Poor Razor! By talking so enthusiastically, he began to lose the directorship of the Intelligence Service that he had trained for at West Point.

“Bring him here, give him a job where I can watch him,” Trujillo ordered.

That was how the awkward, unprepossessing figure with the perpetually darting eyes had appeared in the corridors of the National Palace. He occupied a low-level position in the Office of Information. Trujillo studied him at a distance. From the time he had been very young, in San Cristóbal, he had followed those intuitions which, after a simple glance, a brief chat, a mere allusion, made him certain a person could be useful to him. That was how he chose many of his collaborators, and he hadn’t done too badly. For several weeks Johnny Abbes García worked in an obscure office, under the direction of the poet Ramón Emilio Jiménez, along with Dipp Velarde Font, Querol, and Grimaldi, writing supposed letters from readers to “The Public Forum” in the paper
El Caribe
. Before putting him to the test, he waited for a sign, not knowing exactly what form it would take. It came in the most unexpected way, on the day he saw Johnny Abbes in a Palace corridor conversing with one of his ministers. What did the meticulous, pious, austere Joaquín Balaguer have to talk about with Razor’s informant?

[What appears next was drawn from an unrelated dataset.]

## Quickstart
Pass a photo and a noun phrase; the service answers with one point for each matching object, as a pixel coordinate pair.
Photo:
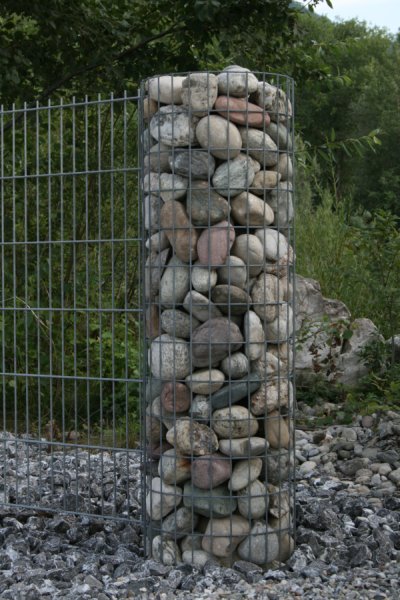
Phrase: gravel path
(348, 535)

“Nothing in particular, Excellency,” Balaguer explained when it was time for his ministerial meeting. “I did not know the young man. When I saw him so absorbed in his reading, for he was reading as he walked, my curiosity was piqued. You know how much I love books. I could not have been more astonished. He cannot be in his right mind. Do you know what he was enjoying so much? A book about Chinese tortures, with photographs of those who had been decapitated and skinned alive.”

That night he sent for him. Abbes seemed so overwhelmed—with joy, fear, or both—by the unexpected honor that he could hardly get the words out when he greeted the Benefactor.

“You did good work in Mexico,” he said in the sharp, high-pitched voice that, like his gaze, had a paralyzing effect on his interlocutors. “Espaillat told me about it. I think you can take on more serious tasks. Are you interested?”

“Anything Your Excellency desires.” He stood motionless, his feet together, like a student in front of his teacher.

“Did you know José Almoina in Mexico? A Galician who came here with the Republican exiles from Spain.”

“Yes, Excellency. I mean, only by sight. But I did know many people in the group he meets with in the Café Comercio. They call themselves ‘Dominican Spaniards.’”

“This individual published a book attacking me,
A Satrapy in the Caribbean
, that was paid for by the Guatemalan government. He used an alias, Gregorio Bustamante. Then, to throw us off the track, he had the gall to publish another book in Argentina,
I Was Trujillo’s Secretary
, and this time he used his own name and praised me to the skies. That was several years ago, and he feels safe there in Mexico. He thinks I’ve forgotten that he defamed my family and the regime that fed him. There’s no statute of limitations on crimes like that. Do you want to take care of it?”